How AI is changing my role as a UX Researcher working with B2B clients

 UX designer working in B2B modern agency
Image created with the help of DALL-E 3 generative AI.

This year, the adoption of Generative AI as a more mainstream tool has altered my workflow and sped up my user research processes with our clients.

 The UX community, known for its vivid minds and passion for innovation, is of course enthusiastically embracing modern technologies, while keeping users at the core of our work. A recent 2023 study conducted by the NN group, surveyed 841 UX professionals about their use of AI. The findings were revealing: 92% of respondents had used at least one generative AI tool, and among those, 63% used them several times per week, if not daily. The most common application being text-content generation and editing, preparing desk-research summaries and specific UX-research documents. 
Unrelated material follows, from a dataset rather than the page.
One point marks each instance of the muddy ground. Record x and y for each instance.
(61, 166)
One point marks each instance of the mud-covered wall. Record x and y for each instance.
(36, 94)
Perhaps it would be helpful if I told you about phases involved in UX Research and how I, as a UX Researcher, reorganised my process by leveraging AI tools.  

B2B UX research 

In terms of UX, Business to Business (B2B) projects traditionally differ from Business to Consumer (B2C) by having more complex buyer journeys, that often require a deep dive into unfamiliar areas, and particularly those involving intricate B2B problems. As a UX Researcher at Torpedo, some of these activities include: 

  • Client workshops,  
  • User and stakeholder interviews,  
  • Usability studies, 
  • Surveys and data analyses such as card sorting and tree testing,  
  • Competitor analyses and benchmarking,  
  • UX audits and expert reviews. 

As you might expect I use different research methodologies depending on the client’s brief, problem statement, time allocated, and resources available.  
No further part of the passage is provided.